I’ve been doing a lot of creator work lately, and I just wrapped something that was honestly one of the most complex projects I’ve been part of—mostly because I didn’t anticipate the coordination challenges.
It was a UGC campaign for three brands (not competitors, but in adjacent categories) running simultaneously across Russia and the US. The idea was to work with a set of creators who could create content for all three brands, across both markets. The goal was to validate that creators could produce consistent, quality UGC when managing multiple brand relationships.
Here’s what I learned: managing one brand-creator relationship across two markets is tricky. Managing three brands across two markets is exponentially more complex.
The first issue was creative direction. Each brand had their own vision for what they wanted, and those visions weren’t always compatible inside a single piece of content. One brand wanted aspirational, one wanted authentic/everyday, one wanted educational. A creator can shift tone, but doing it for three different briefs in the same content shoot is… honestly, it requires much more direction than I initially gave.
The second issue was timing.
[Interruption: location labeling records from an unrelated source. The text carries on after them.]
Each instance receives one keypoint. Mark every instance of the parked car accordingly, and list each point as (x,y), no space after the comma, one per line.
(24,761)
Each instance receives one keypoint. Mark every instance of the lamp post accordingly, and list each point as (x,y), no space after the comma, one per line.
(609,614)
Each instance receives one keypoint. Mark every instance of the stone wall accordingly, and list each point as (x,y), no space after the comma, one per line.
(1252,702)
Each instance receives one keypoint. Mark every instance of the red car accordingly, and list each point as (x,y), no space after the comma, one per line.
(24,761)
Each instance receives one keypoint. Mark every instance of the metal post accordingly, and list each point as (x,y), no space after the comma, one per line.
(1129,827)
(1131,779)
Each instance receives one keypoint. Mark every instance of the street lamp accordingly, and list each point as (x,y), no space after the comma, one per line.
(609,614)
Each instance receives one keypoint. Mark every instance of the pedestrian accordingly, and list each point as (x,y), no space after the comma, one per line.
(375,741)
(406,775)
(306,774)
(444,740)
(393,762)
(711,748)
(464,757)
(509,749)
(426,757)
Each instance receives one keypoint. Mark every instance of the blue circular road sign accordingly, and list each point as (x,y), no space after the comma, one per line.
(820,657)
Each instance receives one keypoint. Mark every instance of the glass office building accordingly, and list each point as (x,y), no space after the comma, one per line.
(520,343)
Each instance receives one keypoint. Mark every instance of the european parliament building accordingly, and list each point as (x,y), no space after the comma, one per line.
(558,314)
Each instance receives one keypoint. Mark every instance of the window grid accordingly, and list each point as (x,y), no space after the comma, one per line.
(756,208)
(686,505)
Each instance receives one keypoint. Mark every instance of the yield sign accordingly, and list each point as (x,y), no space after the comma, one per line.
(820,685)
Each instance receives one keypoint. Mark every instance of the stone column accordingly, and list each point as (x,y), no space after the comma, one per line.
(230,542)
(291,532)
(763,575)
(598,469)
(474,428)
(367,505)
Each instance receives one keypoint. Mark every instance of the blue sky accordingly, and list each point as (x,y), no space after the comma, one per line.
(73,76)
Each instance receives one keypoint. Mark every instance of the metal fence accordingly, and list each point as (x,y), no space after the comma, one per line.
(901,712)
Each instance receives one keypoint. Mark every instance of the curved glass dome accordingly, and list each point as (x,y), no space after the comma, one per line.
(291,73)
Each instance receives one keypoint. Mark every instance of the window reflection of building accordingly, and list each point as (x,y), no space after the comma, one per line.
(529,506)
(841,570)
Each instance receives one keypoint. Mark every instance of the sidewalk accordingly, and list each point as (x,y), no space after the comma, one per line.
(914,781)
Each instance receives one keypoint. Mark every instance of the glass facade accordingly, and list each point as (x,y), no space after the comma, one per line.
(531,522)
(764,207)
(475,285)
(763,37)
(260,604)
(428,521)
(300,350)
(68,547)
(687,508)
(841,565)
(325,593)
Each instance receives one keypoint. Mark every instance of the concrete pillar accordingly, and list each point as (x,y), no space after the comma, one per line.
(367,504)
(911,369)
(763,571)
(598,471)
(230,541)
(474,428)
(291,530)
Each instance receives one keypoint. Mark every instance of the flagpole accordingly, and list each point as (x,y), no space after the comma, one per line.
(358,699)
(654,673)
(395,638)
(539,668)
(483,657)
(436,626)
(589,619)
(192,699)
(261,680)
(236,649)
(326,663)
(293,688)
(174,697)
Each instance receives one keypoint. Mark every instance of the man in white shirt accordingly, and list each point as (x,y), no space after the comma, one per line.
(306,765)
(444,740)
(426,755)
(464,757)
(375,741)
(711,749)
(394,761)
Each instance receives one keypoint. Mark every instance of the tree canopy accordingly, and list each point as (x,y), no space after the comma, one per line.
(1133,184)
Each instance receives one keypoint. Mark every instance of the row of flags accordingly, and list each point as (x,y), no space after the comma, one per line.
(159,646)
The brands wanted content to go live on different schedules based on their campaign calendars. But from a creator production standpoint, it made sense to shoot everything at once and stagger release. That meant managing expectations across three separate brand teams, which was slow.
The third issue was compensation. How do you fairly compensate creators for managing three simultaneous brand relationships? Is it 3x a single-brand fee? Is it less because there’s some efficiency gain? I didn’t have a good framework for that.
But here’s what surprised me: the actual content quality and audience resonance was better than single-brand campaigns I’d done. Because the creators had more creative flexibility and more variety in their work, the engagement actually increased. There was something about the diversity that worked.
I’m still processing this, honestly. The operational complexity nearly derailed the whole thing, but the actual results made it worth it.
Has anyone else coordinated multi-brand campaigns like this? How did you handle the coordination, and would you do it again?